|Subject: LUSA: Dili, Australians jointly
coordinating security, says minister
26-05-2006 12:58:00. Fonte LUSA. Notícia SIR-8025786 Temas:
East Timor: Dili, Australians jointly coordinating security, says minister
Dili, May 26 (Lusa) - The East Timorese government and Australian peacekeeping forces are jointly coordinating security in the crisis-wracked country under a bilateral accord, while awaiting approval of an UN-mandated mission, a senior Timorese minister said Friday.
"The command of the operations is ours, jointly with (the Australians", Minister of State Ana Pessoa told Lusa by telephone.
"The operational areas are defined in daily meetings where it is determined what each one will do and up to where each may go".
The bilateral accord signed Thursday night, Pessoa said, stipulated "security coordination" between the government and the Australian force, commanded by Brig.
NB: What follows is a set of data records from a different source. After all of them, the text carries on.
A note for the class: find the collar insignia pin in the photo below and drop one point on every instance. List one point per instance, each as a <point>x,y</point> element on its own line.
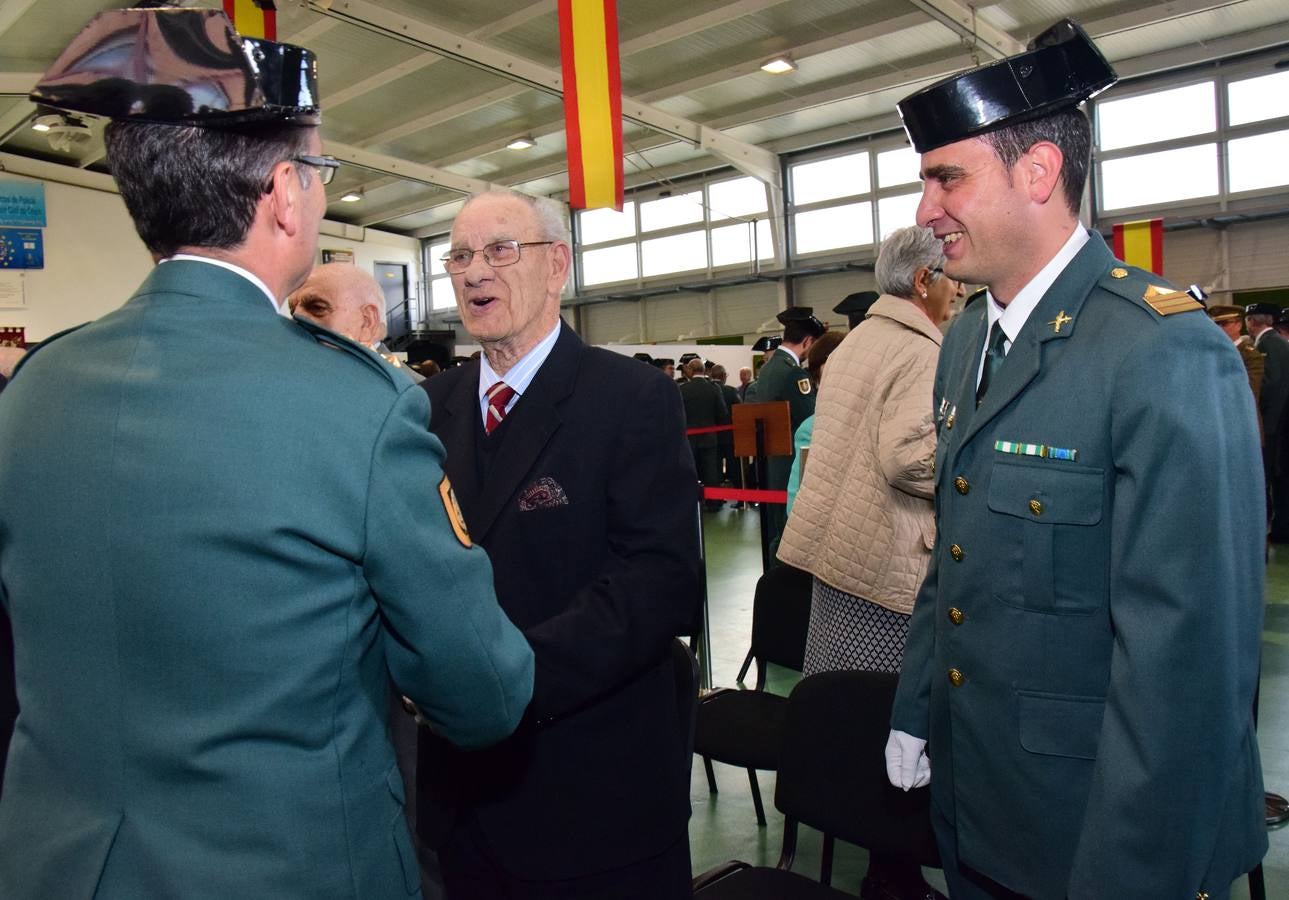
<point>1061,319</point>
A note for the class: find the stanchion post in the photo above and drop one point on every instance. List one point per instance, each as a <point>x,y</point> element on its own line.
<point>701,645</point>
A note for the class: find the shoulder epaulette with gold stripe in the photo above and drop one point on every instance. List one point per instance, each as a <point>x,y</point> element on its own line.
<point>1169,302</point>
Michael Slater, but assured "operational autonomy" for Dili's army.
She said the Australian force, which began arriving Thursday, and additional troops and police expected from Portugal, New Zealand and Malaysia were being deployed on a "bilateral level" while Dili awaits the UN Security Council to mandate the creation of an international stabilization force.
A Timorese military source told Lusa that armed forces chief Brig. Gen. Taur Matan Ruak ordered a "cessation of hostilities" with dissident soldiers and police Thursday night after the bilateral agreement was signed with Australia.
"We will only act if we come under attack. We are cooperating with the international forces", the officer said.
In Canberra, Australian armed forces chief Marshal Angus Houston said Dili awoke "very much calmer" Friday but that the situation remained "unstable and dangerous".
"We received no word of significant confrontations during the night, but East Timor continues unstable and dangerous", he said.
In Dili, Australian paratroop commander Lt. Col. Michael Mumford told Lusa arriving Australian forces would observe strict neutrality towards Timor's divided and warring security forces.
"We're not interested in accusing or supporting this or that faction", he said. "We're here to re-establish stability for the population" in hopes of contributing to peace talks.